Because Wiertz rejected the ‘artistic’ use of photography and accompanied his artwork extensively with explanatory texts, his work can be seen as a precursor of montage and ‘the literarization of life.’ Wiertz wrote texts to accompany his works. He attached written texts all over the walls of his atelier, filled with aphorisms, maxims, with his philosophical, artistic and social ideas. He was not only severely attacked
because of his use of texts, he was also criticised for the fact that his complex allegorical representations needed extensive (written) explanations to be understood. He was scolded as a ‘philosopher-painter’, Baudelaire called Wiertz a ‘litterateur’ (AP 555-6 [S7,2]). The Dutch critic Scheurleer criticised Wiertz’ work from an aesthetic point of view as too ‘programmatic’: Wiertz’ paintings were just food for thought, “illustrated maxims” (163-166). Scheurleer was not the only one who disapproved of Wiertz’ practice to convey abstract philosophical and ethical ideas with help paintings because that would eventually lead to a degeneration of art. These practices were for Benjamin conversely the reason to depict Wiertz as a precursor of the political use of (photo)montage. Firstly because of the social inspiration of his work, Benjamin even asserts that “ultimate aims” of socialism (were) hardly ever so clear as in the case of Wiertz (AP 585 [0°,16]). Secondly and more importantly, because Wiertz foresaw the political use of montage: Benjamin characterised Wiertz as a “precursor of montage (realism plus tendentiousness)” (902).
5. Wiertz: An anachronism ‘in the better sense of the word’
What exactly does Benjamin mean with the word precursor when he states that Wiertz is a precursor of film and montage? A precursor is for Benjamin not simply a person or phenomenon that announces the coming of another. Wiertz’ work constitutes in other words not just a stage in a linear development of the pre-history of mass culture or cinema. It is for Benjamin not sufficient to place Wiertz historically within the development of the nineteenth century mass culture. In Benjamin’s philosophy of history namely is the relation between the present and the past ‘figural’ [Bildlich]. Historical knowledge consists of images, more precisely, of dialectical images. Dialectical images are not images in which the past casts its light on what is present, or what is present casts its light on what is past, dialectical images are constellations of the past with the present (462 [N2a,3]). Benjamin characterises the dialectical images as a ‘dialectics at a standstill’ because in these images the constellation of past and present is frozen into an image. The fact that Benjamin talks about images does not mean that these images are visual or even mental representations of present and past, they only exist in language.

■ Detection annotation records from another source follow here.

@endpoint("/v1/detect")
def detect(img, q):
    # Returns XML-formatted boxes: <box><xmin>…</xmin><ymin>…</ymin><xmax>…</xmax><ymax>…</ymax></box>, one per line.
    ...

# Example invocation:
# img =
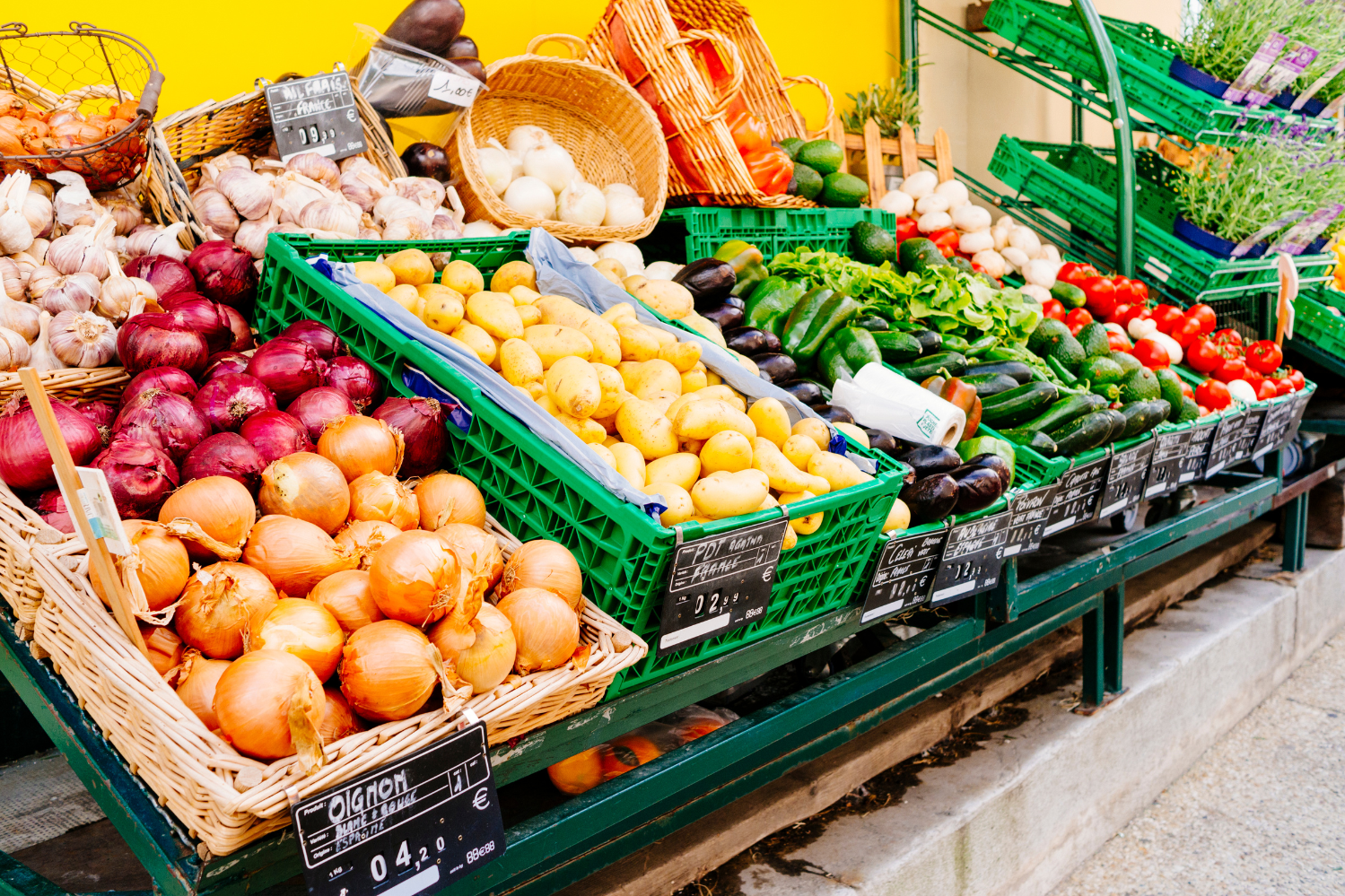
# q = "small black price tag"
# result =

Benjamin characterises his Arcades Project – his “primal history” of the nineteenth century – as a form of literary montage: “I needn’t say anything. Merely show. I shall appropriate no ingenious formulations, purloin no valuables. But the rags, the refuse. I will not describe but put on display” (860 [O°,36], see also 460 [N1a,8]). One of these nineteenth century decay phenomena he puts on display is Antoine Wiertz. In his Arcades Project he distinguishes two directions. One direction goes from the past into the present and shows certain nineteenth century phenomena as precursors: Wiertz’ work as part of the development of the emerging nineteenth century mass culture. The other direction goes from the present into the past and lets the revolutionary potential of these ‘precursors’ explode in the present (862 [0° 5g]). The work of the refused, ‘ungainly painter of ideas’ Wiertz revolutionised the work of the Dadaists and Wiertz’ prophecies about the social function of photography came true (or are exploded) in the photo-montages of Dada. Benjamin shows how insignificant nineteenth century phenomena such as Wiertz only gain significance at a very precise historical moment in which they contract a dialectical relation with the present. In his essay on the art historian and collector Edward Fuch he states that the historical science doesn’t fashion its object out of mere facticities but “out of the numbered group of
threads representing the woof of a past fed into the warp of the present” (Eduard Fuchs 269). It would be a mistake, adds Benjamin, to equate the woof with causal connections because threads, which can become lost for long periods of time, can abruptly and unobtrusively be picked up by the actual course of events. In other words, historical images have a historical index which makes them only legible in a particular time: “For it is an irretrievable image of the past which threatens to disappear in any present that does not recognize itself as intended in that image” (Concept of History 391). Dada could recognise itself in the figure of Wiertz because it was only in their time that Wiertz attained legibility. The historian should have a clear ‘presence of mind’ to be able to grasp these ephemeral historical images, because the “true image of the past flits by” (390). History should therefore not to be understood as a homogeneous, continuous exposition of history but as a series of disparate images that suddenly emerge.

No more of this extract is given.